Handling horizon projects
(Some contribution would be appreciated.)
Project maintenance
Note
The scripts below depend on several python modules. To install these
dependencies, run pip install -e requirements.txt
.
More convenient way is to use tox like
tox -e venv -- python <script-name>
.
tox is available on PyPI and also available in
various Linux distribution. pip install tox
or
apt-get install python-tox
(in case of Ubuntu) installs
tox.
Sync the translator list with Zanata
The I18n project maintains a list of language teams and their
members. The list is used by Stackalytics to gather translation
statistics (See stats-stackalytics
for detail). It is also used by the
scripts below.
The filename of the list is
tools/translation_team.yaml
.
This list is a cache of information on Zanata, and we need to keep it synced with Zanata.

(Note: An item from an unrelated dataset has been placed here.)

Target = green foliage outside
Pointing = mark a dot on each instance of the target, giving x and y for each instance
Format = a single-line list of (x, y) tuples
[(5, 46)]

To sync the translator list, run the following command:
tox -e zanata-users-sync
The above run the following internally:
python tools/zanata/zanata_users.py --output-file tools/zanata/translation_team.yaml
Retrieve translation statistics
ATC status in I18n project <i18n-atc>
is
determined based on translation statistics in a specific period.
The script tools/zanata/zanata_stats.py
helps retrieving
translation statistics from Zanata.
To run the script:
tox -e venv -- python ./tools/zanata/zanata_stats.py <options>
--help
option shows the detail usage.
Extract Zanata user information
At the moment, the I18n PTL needs to maintain the ATC list of the I18n project manually around the end of each release cycle. This requires name and e-mail address of individual translators.
The script tools/zanata/zanata_userinfo.py
helps this.
It generates a CSV file by reading a YAML file which contains the list
of translators (e.g., translation_team.yaml
) with user name
and e-mail addresses by interacting with Zanata API.
Note
This script requires Zanata admin privilege.